The bike was uninjured and I was able to get it back into the stand. I was, on the other hand, hobbled. Lucky for me, I have been injured often and I am prepared. I have a cane and bandages and sadly, plenty of pain medication. I took a long bath and some hydrocodone and slept the sleep of the drugged.

This morning I wobbled into my local grocery store, cane in my left hand, slowly making my way down the dairy aisle, in need of some Colby cheese for a lunch of turkey and Colby cheese on a corn tortilla. An elderly man was already standing in front of the selection of cheese and as I slowed, his head turned, a pair of broken wire rim glasses barely hanging on a wrinkled old nose and he eyed me with contempt, which surprised me. He too had a cane and before I knew it, he used his cane to tap mine, knocking it away from the floor and against the frozen food case. I had a quizzical look on my face, but said nothing, because I was in the process of catching myself before I fell into the Suzy Q Fat Free Desert Bombs.

“What the fuck?” I said and pushed my cane violently onto the floor to get my balance again.

“You don’t need that cane, you are mocking those of us injured in the war,” he said with an air of superiority that he either had not earned nor did he seem to understand. Again, he used his cane to swipe at mine, this time hitting it in the opposite direction, away from the frozen food refrigerator and into the open walkway. I was not expecting this and lucky for me, I did a Charlie Chaplin move, let it swing 360 degrees, it came right back down, stabilized me again and before I could ask the pesky veteran why he had such a bad attitude, I lifted my cane, smacked his cane from it’s perch and knocked it so he was now off balance.

“Touche,” he mumbled as he stumbled a bit, his slippers sliding on the linoleum floor as he almost lost his balance. He cane automatically lifting, climbing into the air and swiping towards my head, I leaned forward and it flashed past my head and around, knocking over some of Mrs.
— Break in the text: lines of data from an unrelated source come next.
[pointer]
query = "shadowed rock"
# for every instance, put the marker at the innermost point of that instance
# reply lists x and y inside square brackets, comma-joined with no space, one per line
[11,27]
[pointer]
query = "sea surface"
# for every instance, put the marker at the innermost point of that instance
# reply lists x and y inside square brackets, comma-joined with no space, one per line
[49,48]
Butterworths Sticky Finger Fat Filled Strawberry Blimpy Food filled stuffy things. At that point I had control of my cane, smacking him in the knee. I could hear him scream out in pain, but not for long as his cane smacked me in the shoulder, hard.

“What the fuck old man,” I screamed, as I hit him again in the leg with my cane, as he was using his cane to pummel my right ear, which stung like you would not believe. I stood up straight, stepped back and held my cane up in a defensive motion. He slapped my cane with his, pushing it into the cheese section, “watch the Colby” I mumbled.

“Screw the Colby sissy boy, it’s on.” He hit my cane, pushing it away and he tried to stab me with his cane, but he was old and slow. As he tried to lunge into me, I grabbed his cane, pulled hard and he refused to let go, which was his big mistake. He was old and off balance, my cane pulling forced him onto the floor face first, laid out on the floor, his cane sliding out of his hand and splintering away from him across the floor as he moaned in pain. I stepped up to the cheese section, grabbed a small package of Colby and walked past him and out of the dairy section.

I think I learned an important lesson today at the grocery store. Cheese, no matter what sort or what brand, is almost always worth the battle.